Want to participate in a short research study? Help shape the future of investing tools and you could win a $250 gift card!
Statistically speaking, long term investing is a profitable endeavour. But no-one is immune from buying too high. Zooming in on an example, the The Gap, Inc. (NYSE:GPS) share price dropped 57% in the last half decade. That is extremely sub-optimal, to say the least. We also note that the stock has performed poorly over the last year, with the share price down 47%. The falls have accelerated recently, with the share price down 30% in the last three months. We note that the company has reported results fairly recently; and the market is hardly delighted. You can check out the latest numbers in our company report.
While the efficient markets hypothesis continues to be taught by some, it has been proven that markets are over-reactive dynamic systems, and investors are not always rational. One flawed but reasonable way to assess how sentiment around a company has changed is to compare the earnings per share (EPS) with the share price.

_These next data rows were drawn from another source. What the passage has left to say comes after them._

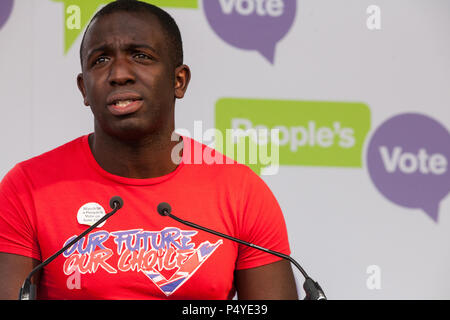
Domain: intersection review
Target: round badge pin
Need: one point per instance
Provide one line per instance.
(90, 213)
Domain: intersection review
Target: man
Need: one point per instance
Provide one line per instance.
(132, 73)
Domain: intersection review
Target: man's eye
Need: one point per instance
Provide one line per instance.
(100, 60)
(142, 56)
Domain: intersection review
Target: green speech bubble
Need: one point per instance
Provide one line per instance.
(311, 133)
(78, 13)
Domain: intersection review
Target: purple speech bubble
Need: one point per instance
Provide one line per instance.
(408, 160)
(5, 11)
(251, 24)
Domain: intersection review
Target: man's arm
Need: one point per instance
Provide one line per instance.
(274, 281)
(13, 271)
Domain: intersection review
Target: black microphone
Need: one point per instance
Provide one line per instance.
(312, 288)
(28, 289)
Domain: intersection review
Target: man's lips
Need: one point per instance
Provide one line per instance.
(125, 107)
(124, 103)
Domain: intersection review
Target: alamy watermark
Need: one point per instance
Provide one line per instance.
(253, 146)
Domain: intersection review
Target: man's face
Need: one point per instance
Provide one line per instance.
(129, 79)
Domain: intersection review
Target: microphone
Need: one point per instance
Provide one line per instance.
(312, 288)
(28, 290)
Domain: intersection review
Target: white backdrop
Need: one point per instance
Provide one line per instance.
(339, 224)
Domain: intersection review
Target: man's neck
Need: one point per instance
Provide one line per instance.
(148, 157)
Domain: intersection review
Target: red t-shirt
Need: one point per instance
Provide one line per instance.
(137, 254)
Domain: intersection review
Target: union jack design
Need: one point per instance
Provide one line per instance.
(169, 280)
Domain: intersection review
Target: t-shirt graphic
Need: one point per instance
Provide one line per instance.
(168, 257)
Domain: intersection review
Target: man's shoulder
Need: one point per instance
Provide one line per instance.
(210, 160)
(55, 156)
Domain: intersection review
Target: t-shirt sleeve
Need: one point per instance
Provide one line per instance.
(17, 233)
(261, 223)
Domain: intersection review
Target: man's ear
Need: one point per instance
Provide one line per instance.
(81, 87)
(182, 78)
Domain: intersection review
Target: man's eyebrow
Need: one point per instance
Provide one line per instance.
(128, 47)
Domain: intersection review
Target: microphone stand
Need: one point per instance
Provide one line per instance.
(312, 288)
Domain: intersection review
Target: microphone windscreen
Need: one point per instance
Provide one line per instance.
(164, 209)
(114, 200)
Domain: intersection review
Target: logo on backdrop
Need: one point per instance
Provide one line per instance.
(251, 24)
(246, 24)
(311, 133)
(168, 257)
(5, 11)
(407, 160)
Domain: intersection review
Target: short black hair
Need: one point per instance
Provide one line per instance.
(134, 6)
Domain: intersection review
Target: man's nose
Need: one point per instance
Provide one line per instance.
(121, 72)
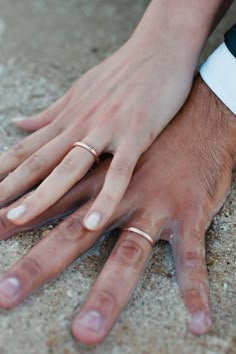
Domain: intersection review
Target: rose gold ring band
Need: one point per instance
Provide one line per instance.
(88, 148)
(141, 233)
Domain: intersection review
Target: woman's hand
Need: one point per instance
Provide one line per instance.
(178, 186)
(119, 107)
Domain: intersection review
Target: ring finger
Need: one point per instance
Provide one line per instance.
(71, 170)
(116, 283)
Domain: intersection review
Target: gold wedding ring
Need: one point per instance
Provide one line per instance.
(140, 233)
(88, 148)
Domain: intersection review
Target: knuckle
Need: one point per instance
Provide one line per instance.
(70, 230)
(34, 162)
(31, 266)
(19, 151)
(72, 227)
(122, 168)
(106, 297)
(129, 252)
(4, 223)
(67, 163)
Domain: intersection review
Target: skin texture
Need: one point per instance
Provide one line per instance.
(118, 107)
(178, 185)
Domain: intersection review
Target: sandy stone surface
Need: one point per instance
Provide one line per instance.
(45, 45)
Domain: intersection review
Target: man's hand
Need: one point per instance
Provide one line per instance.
(178, 186)
(120, 107)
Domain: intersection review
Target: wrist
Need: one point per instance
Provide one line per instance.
(181, 27)
(216, 123)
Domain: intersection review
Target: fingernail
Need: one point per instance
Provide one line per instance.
(9, 287)
(200, 322)
(92, 221)
(18, 119)
(91, 320)
(15, 213)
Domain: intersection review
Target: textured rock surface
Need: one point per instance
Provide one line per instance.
(45, 45)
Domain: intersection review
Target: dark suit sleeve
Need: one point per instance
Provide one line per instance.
(230, 40)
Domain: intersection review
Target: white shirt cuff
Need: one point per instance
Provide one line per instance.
(219, 73)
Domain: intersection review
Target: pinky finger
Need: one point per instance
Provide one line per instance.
(115, 185)
(189, 254)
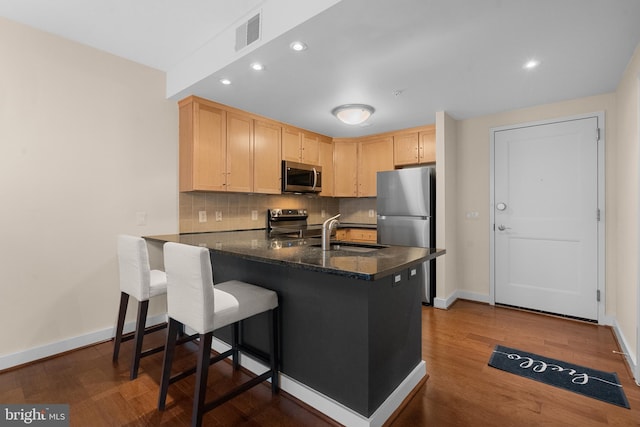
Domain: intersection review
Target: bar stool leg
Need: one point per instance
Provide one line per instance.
(202, 372)
(274, 349)
(143, 308)
(122, 312)
(172, 335)
(234, 345)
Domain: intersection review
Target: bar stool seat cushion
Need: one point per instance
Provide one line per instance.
(235, 300)
(136, 279)
(207, 308)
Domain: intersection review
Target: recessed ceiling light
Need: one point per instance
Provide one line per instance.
(353, 114)
(298, 46)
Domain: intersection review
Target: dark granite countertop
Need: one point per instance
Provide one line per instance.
(256, 245)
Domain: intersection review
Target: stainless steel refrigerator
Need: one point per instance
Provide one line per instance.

While the share price declined over five years, Gap actually managed to increase EPS by an average of 1.0% per year. Given the share price reaction, one might suspect that EPS is not a good guide to the business performance during the period (perhaps due to a one-off loss or gain). Alternatively, growth expectations may have been unreasonable in the past. Based on these numbers, we'd venture that the market may have been over-optimistic about forecast growth, half a decade ago. Having said that, we might get a better idea of what's going on with the stock by looking at other metrics.
The steady dividend doesn't really explain why the share price is down. While it's not completely obvious why the share price is down, a closer look at the company's history might help explain it.
The chart below shows how revenue and earnings have changed with time, (if you click on the chart you can see the actual values).
Gap is a well known stock, with plenty of analyst coverage, suggesting some visibility into future growth. So we recommend checking out this free report showing consensus forecasts
What About Dividends?
It is important to consider the total shareholder return, as well as the share price return, for any given stock. The TSR is a return calculation that accounts for the value of cash dividends (assuming that any dividend received was reinvested) and the calculated value of any discounted capital raisings and spin-offs. So for companies that pay a generous dividend, the TSR is often a lot higher than the share price return. In the case of Gap, it has a TSR of -50% for the last 5 years. That exceeds its share price return that we previously mentioned. The dividends paid by the company have thusly boosted the total shareholder return.
A Different Perspective
Gap shareholders are down 45% for the year (even including dividends), but the market itself is up 7.2%. Even the share prices of good stocks drop sometimes, but we want to see improvements in the fundamental metrics of a business, before getting too interested. Unfortunately, last year's performance may indicate unresolved challenges, given that it was worse than the annualised loss of 13% over the last half decade. Generally speaking long term share price weakness can be a bad sign, though contrarian investors might want to research the stock in hope of a turnaround. If you would like to research Gap in more detail then you might want to take a look at whether insiders have been buying or selling shares in the company.
Of course, you might find a fantastic investment by looking elsewhere. So take a peek at this free list of companies we expect will grow earnings.
Please note, the market returns quoted in this article reflect the market weighted average returns of stocks that currently trade on US exchanges.
We aim to bring you long-term focused research analysis driven by fundamental data. Note that our analysis may not factor in the latest price-sensitive company announcements or qualitative material.
If you spot an error that warrants correction, please contact the editor at firstname.lastname@example.org. This article by Simply Wall St is general in nature. It does not constitute a recommendation to buy or sell any stock, and does not take account of your objectives, or your financial situation. Simply Wall St has no position in the stocks mentioned. Thank you for reading.